2. Be flexible. For the Whitlocks, parenthood is becoming synonymous with flexibility. Maybe you’ve heard, but the thing about babies? That patience skill is not so refined. As a missionary I spent 30 minutes each night planning the events of our upcoming day, complete with back-up plans for each. Inevitably, there were (many) days that every one of those plans fell through. It taught me the valuable lesson of going with the flow. It’s not worth getting frustrated if things don’t go exactly as you plan them. Instead, it was about making the most of each minute we had. I plan to do the same with my sweet daughter.
3. How to teach children. Let’s rewind a few years and take a look at 2009 Emmilie. 2009 Emmilie is insanely awkward around children, doesn’t know how to talk to them, and instead settles for begging for awkward high-fives. Luckily, I was able to interact with children often as a missionary as I ate dinner with families from the congregation we were serving in. I was also able to teach several children about Jesus Christ as a missionary. These children allowed me to come out of my insecure shell and learn how to simplify important, sacred things so a child could understand them. As I think about teaching my own daughter, I am filled with confidence that I will be able to teach her about her Savior and give her a solid foundation of faith.
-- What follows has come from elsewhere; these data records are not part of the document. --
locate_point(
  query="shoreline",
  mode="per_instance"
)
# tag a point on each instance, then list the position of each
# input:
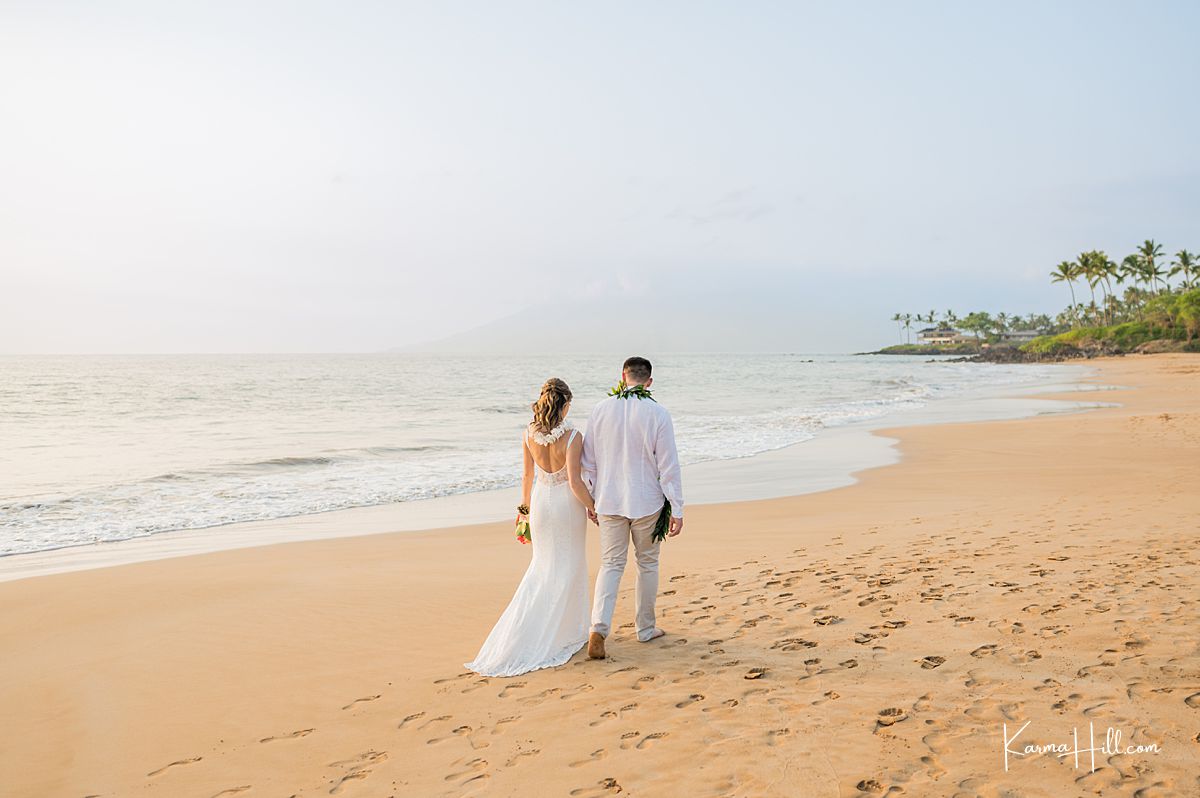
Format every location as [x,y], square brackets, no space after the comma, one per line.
[1038,569]
[829,460]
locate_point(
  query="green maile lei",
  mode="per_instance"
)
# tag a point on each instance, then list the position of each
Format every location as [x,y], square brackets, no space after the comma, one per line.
[624,391]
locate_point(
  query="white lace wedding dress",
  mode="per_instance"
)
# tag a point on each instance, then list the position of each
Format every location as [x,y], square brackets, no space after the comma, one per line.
[547,619]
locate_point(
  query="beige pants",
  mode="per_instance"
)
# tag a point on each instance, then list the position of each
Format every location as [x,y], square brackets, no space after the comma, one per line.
[616,532]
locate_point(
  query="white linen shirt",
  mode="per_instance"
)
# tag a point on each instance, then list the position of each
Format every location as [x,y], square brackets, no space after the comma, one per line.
[630,462]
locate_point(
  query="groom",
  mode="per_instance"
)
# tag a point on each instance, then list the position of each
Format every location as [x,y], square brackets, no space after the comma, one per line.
[630,463]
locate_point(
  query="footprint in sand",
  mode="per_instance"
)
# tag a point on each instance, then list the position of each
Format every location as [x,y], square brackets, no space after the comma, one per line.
[177,762]
[793,645]
[474,772]
[646,742]
[522,755]
[604,787]
[461,731]
[415,715]
[730,703]
[594,756]
[504,721]
[891,717]
[359,768]
[576,691]
[303,732]
[774,735]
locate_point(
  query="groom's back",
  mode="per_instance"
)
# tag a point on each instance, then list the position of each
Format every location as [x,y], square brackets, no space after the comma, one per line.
[622,453]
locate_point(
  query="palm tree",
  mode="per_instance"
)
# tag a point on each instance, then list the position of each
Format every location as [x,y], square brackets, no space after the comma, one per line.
[1067,273]
[1185,264]
[1108,270]
[1149,251]
[1085,268]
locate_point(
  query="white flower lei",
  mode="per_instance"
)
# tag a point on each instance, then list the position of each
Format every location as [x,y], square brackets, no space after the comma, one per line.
[546,438]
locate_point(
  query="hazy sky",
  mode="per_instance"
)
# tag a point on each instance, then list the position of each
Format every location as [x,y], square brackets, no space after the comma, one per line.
[298,177]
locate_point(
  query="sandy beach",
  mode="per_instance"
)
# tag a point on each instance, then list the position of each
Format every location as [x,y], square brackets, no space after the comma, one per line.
[871,640]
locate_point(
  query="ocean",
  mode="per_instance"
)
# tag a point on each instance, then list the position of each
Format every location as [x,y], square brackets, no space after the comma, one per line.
[105,448]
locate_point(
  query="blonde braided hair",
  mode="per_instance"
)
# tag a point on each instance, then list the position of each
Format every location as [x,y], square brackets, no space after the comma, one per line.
[551,405]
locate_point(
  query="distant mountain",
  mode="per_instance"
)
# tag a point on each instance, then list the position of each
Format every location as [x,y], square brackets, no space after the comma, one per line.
[697,324]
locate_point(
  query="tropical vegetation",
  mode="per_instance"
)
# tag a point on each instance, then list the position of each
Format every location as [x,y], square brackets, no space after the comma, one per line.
[1114,307]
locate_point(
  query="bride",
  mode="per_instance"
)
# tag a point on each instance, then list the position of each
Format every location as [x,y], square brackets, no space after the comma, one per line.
[546,623]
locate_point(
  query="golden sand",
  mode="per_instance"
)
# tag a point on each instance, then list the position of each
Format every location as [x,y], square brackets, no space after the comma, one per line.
[871,640]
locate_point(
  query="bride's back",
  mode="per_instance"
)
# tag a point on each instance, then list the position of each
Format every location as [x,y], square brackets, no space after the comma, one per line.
[550,457]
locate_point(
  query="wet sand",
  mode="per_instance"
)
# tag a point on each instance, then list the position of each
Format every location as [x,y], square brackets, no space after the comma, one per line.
[869,640]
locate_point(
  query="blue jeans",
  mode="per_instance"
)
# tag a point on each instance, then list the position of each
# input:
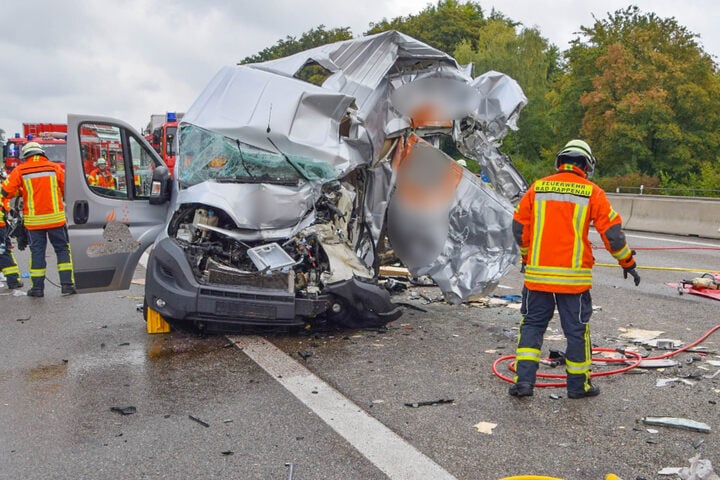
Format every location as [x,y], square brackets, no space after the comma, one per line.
[38,244]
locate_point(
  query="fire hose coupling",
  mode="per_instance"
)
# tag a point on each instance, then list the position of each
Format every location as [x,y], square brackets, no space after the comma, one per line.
[556,358]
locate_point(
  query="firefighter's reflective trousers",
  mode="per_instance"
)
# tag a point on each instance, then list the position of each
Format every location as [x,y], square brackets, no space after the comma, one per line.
[8,266]
[38,244]
[537,309]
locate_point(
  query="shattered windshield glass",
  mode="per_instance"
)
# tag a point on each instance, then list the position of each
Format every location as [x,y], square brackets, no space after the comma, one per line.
[206,155]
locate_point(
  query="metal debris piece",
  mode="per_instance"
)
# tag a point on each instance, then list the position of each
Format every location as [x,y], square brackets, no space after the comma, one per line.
[661,363]
[129,410]
[430,403]
[195,419]
[699,469]
[674,422]
[663,382]
[290,470]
4. Children are very close to God. One sweet family I met as a missionary had a 3-year-old son. My missionary companion and I would have short lessons with the family, who were members of the congregation I was serving in at the time. One day, my bag tipped over, spilling the contents onto the family’s living room floor. The 3-year-old boy grabbed a small picture of Jesus Christ that had fallen near him. He picked it up, looked at it, showed it to his mother and said, “Jesus.” The boy’s mother looked at him, baffled. “I’ve never taught him that. How does he know that?” Now I’m sure the boy had learned that either at home along the way or at church, but it was an experience that struck me. These sweet children in our homes are so close to God. They are pure and innocent and I’m grateful for their examples of unconditional love and acceptance.
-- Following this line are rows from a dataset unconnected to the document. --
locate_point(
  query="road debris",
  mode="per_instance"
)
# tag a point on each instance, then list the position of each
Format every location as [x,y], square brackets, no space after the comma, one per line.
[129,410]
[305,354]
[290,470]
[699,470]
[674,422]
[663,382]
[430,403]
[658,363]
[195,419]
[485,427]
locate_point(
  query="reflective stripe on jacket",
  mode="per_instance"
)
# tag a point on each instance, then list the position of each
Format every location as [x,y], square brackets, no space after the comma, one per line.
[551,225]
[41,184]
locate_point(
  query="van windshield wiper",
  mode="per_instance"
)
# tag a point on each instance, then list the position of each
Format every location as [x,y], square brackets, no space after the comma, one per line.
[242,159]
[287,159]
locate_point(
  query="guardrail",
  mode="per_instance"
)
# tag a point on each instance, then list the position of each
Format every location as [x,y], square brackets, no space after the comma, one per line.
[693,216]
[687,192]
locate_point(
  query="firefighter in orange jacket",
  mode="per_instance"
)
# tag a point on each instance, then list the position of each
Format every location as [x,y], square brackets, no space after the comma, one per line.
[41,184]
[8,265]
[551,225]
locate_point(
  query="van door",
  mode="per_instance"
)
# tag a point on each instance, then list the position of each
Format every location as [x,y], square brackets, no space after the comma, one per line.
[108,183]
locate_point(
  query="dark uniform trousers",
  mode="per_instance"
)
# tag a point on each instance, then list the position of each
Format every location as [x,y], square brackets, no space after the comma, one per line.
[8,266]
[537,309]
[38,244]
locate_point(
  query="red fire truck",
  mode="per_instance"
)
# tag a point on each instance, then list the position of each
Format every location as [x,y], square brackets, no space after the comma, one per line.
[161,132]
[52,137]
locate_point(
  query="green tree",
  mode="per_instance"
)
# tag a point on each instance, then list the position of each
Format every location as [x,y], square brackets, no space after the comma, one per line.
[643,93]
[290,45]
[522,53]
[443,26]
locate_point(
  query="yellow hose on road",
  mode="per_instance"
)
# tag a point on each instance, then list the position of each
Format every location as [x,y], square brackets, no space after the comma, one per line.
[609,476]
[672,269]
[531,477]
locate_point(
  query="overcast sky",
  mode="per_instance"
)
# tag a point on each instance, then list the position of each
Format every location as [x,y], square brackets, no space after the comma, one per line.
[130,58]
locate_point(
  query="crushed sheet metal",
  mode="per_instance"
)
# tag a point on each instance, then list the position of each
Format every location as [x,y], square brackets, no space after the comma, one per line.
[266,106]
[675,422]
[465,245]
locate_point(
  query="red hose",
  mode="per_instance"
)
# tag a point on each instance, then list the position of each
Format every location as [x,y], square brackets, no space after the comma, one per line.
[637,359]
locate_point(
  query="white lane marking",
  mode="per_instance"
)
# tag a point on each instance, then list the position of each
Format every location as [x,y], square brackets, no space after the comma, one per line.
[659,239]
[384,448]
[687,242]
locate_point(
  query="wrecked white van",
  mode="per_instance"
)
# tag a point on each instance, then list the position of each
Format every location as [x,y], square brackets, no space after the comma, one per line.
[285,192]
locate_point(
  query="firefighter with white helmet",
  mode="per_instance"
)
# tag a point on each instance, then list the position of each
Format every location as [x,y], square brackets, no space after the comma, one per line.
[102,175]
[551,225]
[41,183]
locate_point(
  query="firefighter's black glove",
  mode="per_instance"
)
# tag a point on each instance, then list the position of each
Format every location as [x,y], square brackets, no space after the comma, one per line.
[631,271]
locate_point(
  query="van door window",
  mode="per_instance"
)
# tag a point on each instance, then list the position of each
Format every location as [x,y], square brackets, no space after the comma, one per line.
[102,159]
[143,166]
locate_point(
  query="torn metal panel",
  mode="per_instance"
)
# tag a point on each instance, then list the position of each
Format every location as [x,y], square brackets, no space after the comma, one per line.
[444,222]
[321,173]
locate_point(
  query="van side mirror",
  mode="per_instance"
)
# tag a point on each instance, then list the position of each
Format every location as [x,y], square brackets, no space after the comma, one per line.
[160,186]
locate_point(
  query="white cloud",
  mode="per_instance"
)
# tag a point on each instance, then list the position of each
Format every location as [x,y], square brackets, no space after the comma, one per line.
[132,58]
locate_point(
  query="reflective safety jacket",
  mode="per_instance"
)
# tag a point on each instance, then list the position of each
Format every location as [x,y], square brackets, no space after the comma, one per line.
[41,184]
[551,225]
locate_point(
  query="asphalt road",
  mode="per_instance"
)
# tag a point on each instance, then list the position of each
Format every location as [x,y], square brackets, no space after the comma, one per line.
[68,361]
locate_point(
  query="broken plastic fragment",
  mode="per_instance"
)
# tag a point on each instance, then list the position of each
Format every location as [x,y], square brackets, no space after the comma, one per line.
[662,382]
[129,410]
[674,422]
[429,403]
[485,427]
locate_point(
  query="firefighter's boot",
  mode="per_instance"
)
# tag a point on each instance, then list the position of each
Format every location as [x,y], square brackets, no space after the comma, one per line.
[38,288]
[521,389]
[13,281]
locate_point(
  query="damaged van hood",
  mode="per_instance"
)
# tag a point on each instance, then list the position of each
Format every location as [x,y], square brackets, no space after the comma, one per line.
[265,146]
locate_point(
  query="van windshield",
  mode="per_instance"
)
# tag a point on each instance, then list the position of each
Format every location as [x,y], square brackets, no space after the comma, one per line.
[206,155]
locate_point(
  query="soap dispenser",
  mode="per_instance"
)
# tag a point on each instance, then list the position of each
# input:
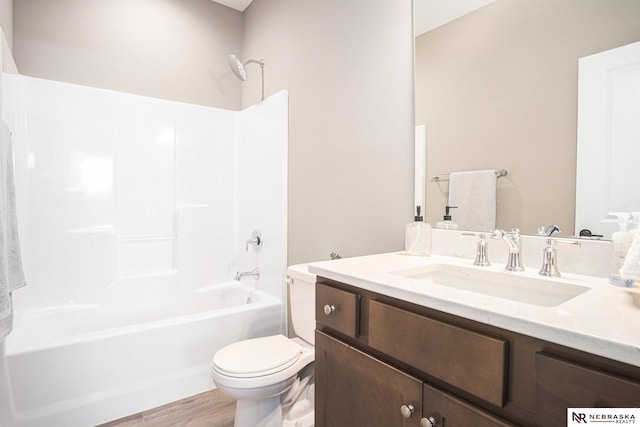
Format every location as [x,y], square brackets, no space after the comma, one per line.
[418,236]
[620,243]
[446,222]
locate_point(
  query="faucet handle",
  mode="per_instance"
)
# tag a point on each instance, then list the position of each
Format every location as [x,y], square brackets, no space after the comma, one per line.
[482,256]
[255,241]
[550,257]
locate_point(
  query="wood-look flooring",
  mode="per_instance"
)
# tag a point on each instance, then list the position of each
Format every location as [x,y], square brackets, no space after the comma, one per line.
[209,409]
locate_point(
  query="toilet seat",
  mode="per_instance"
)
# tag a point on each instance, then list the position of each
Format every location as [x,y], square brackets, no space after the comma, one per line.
[257,357]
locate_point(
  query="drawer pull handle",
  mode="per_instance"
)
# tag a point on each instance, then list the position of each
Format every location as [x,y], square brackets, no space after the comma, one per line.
[407,410]
[428,422]
[328,309]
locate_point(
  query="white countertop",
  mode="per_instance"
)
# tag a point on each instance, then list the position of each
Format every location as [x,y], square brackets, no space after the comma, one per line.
[605,320]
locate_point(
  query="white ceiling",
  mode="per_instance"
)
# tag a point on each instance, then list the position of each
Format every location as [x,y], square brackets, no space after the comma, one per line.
[429,14]
[240,5]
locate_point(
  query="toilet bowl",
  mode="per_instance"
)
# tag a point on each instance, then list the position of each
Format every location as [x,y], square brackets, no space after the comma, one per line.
[272,377]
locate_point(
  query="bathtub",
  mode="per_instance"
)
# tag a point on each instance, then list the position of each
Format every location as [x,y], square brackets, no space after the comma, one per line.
[86,364]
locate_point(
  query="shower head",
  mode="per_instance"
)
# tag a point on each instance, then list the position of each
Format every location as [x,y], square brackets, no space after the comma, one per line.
[238,68]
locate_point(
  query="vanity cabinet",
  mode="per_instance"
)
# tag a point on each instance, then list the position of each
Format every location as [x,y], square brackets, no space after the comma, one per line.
[361,390]
[379,359]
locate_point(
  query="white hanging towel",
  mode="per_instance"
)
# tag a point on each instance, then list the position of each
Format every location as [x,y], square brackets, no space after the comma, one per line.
[631,267]
[11,273]
[474,194]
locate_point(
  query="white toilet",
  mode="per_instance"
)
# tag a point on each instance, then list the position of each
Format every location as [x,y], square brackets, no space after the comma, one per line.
[272,377]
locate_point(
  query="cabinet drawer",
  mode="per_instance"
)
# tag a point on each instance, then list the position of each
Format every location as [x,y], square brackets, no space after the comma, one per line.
[449,410]
[561,384]
[355,389]
[338,310]
[467,360]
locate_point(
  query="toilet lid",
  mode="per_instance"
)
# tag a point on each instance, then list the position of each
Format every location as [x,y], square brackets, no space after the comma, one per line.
[258,355]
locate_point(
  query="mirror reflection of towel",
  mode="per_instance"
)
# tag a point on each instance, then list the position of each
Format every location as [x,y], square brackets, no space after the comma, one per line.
[474,193]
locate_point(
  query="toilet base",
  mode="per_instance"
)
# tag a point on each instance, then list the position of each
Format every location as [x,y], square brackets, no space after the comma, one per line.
[259,413]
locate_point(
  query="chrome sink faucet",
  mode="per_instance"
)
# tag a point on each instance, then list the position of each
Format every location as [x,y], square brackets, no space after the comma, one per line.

5. Use the edges of time. As missionaries, we believed we were consecrating all our time for those 18 months or two years in service to God. Our mission leaders often encouraged us to use the “edges of time.” That meant using every possible opportunity to share the good news of Jesus Christ, engage in service and help those around us. This advice has been good for me as a new mother. Time is precious, and because I want to devote as much time as I can do where it matters most — my husband and my daughter — I find that when I use my time wisely, life seems more manageable. It’s about using those little pockets of “extra” time. For example, as a breastfeeding mom who pumps, I use that time pumping to either take a breather for myself while my daughter sleeps, or do something productive like planning our menu for the coming week. When my daughter goes down for the night, it’s my time to get my kitchen cleaned, indulge in my favorite late night snack — Fruit Loops — or watch an episode or two of my latest guilty pleasure, “Pretty Little Liars.” During nightly feedings I’ll switch my laundry after Bellamy goes back to sleep so it’s ready to be folded and put away the next morning. Being conscientious about my time has helped me feel like I’ve maintained some balance as I’ve entered mommyville.
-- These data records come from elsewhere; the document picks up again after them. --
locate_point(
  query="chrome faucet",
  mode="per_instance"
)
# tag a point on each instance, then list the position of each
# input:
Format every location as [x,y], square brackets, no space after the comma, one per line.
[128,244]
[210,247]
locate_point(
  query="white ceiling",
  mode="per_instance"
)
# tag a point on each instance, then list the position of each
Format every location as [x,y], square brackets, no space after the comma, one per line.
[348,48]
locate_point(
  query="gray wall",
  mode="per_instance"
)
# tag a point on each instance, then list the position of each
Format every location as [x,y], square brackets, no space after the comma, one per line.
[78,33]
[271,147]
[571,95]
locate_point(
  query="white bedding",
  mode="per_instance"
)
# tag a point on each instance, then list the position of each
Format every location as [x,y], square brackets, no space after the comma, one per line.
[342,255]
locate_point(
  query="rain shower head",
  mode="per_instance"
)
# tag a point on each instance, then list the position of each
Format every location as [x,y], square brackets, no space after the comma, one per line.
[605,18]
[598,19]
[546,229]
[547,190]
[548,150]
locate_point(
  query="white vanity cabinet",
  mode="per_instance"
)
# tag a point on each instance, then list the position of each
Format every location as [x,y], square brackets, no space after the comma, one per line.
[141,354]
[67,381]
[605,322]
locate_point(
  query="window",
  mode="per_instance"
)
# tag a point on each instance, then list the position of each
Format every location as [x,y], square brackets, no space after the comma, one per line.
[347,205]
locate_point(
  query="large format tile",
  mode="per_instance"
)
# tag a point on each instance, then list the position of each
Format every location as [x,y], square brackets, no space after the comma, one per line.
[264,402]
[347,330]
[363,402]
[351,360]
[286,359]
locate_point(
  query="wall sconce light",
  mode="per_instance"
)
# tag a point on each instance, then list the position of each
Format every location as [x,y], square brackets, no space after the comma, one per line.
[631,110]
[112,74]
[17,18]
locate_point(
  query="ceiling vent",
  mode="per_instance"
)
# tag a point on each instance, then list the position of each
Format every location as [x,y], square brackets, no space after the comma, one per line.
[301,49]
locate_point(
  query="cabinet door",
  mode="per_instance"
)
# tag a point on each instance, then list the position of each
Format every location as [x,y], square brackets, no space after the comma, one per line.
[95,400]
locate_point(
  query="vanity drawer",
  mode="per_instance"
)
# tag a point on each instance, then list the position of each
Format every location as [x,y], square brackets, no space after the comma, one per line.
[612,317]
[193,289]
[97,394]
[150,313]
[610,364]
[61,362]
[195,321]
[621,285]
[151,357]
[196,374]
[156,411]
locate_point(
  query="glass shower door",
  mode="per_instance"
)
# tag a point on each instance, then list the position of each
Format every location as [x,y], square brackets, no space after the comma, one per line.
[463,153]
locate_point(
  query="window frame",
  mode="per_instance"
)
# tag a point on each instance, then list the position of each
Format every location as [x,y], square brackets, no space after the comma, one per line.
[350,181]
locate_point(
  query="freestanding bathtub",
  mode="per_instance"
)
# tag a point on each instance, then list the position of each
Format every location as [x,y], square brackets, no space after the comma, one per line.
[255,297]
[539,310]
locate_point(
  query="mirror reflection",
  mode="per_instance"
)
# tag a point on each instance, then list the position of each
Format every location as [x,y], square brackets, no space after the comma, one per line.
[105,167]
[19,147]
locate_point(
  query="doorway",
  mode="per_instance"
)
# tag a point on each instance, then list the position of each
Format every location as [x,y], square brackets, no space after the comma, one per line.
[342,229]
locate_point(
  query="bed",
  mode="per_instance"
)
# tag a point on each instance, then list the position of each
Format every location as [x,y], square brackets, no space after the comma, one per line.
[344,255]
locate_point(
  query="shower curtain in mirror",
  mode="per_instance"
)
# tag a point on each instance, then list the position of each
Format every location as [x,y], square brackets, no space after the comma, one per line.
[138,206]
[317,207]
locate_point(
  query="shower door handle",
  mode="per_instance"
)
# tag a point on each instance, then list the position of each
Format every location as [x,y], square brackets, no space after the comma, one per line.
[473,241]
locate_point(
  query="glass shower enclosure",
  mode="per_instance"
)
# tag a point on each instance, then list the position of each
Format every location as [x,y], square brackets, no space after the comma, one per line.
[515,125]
6. Be unified with your companion. One of the rules for LDS missionaries is to be within sight and sound of their companion at all times. Needless to say, you learn to get along. And you learn that if you want to get productive work done, you must be unified. A marriage is the same way, especially when children are involved. Though my husband and I have different approaches to some aspects of parenthood (I’m infinitely more worry-prone) we still act as a team. If something is important to me, Eric is willing to accommodate, and vice versa. As we work together (no matter how imperfectly) we are united in our efforts to raise our daughter righteously.